What is the relationship between potential difference and capacitance in a capacitor?
The relationship between potential difference and capacitance in a capacitor is that the potential difference across a capacitor is directly proportional to its capacitance. This means that as the capacitance of a capacitor increases, the potential difference across it also increases, and vice versa.
What two factors determine the capacitive reactance of a capacitor?
The two factors that determine the capacitive reactance of a capacitor are the frequency of the alternating current passing through the capacitor and the capacitance value of the capacitor. Capacitive reactance (Xc) is inversely proportional to the frequency (f) and directly proportional to the capacitance (C), as calculated using the formula Xc = 1 / (2πfC).
What is the effect of capacitance in high frequency circuits and how it is getting added?

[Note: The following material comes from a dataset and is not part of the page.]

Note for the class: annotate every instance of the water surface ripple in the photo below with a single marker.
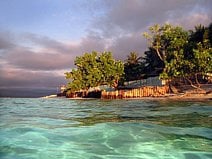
(34, 128)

First, capacitance is the resistance of something to a change in voltage. And capacitance exists anywhere there is a conductor that is insulated from another conductor. With that definition, anything has capacitance. And that's correct. It is also the key to understanding the capacitance in high frequency (radio frequency or RF) circuits. The fact that a circuit had conductive pathways and component leads and such means that there is a lot of little bits of capacitance distributed around the circuit. The capacitance is already there; it isn't "added" later as might be inferred. Normally, this bit of capacitance isn't a problem. But at higher and higher frequencies, it is. Remember that the higher the frequency of an AC signal, the better it goes through a given cap. So at higher and higher frequencies, the distributed capacitance in the circuit "shorts the signal to ground" and takes it out of the circuit. The RF is said to be coupled out of the circuit through the distributed capacitance in that circuit. The higher the frequency a given circuit is asked to deal with, the more signal will be lost to this effect. It's just that simple. Design considerations and proper component selection minimize the distributed capacitance in a circuit.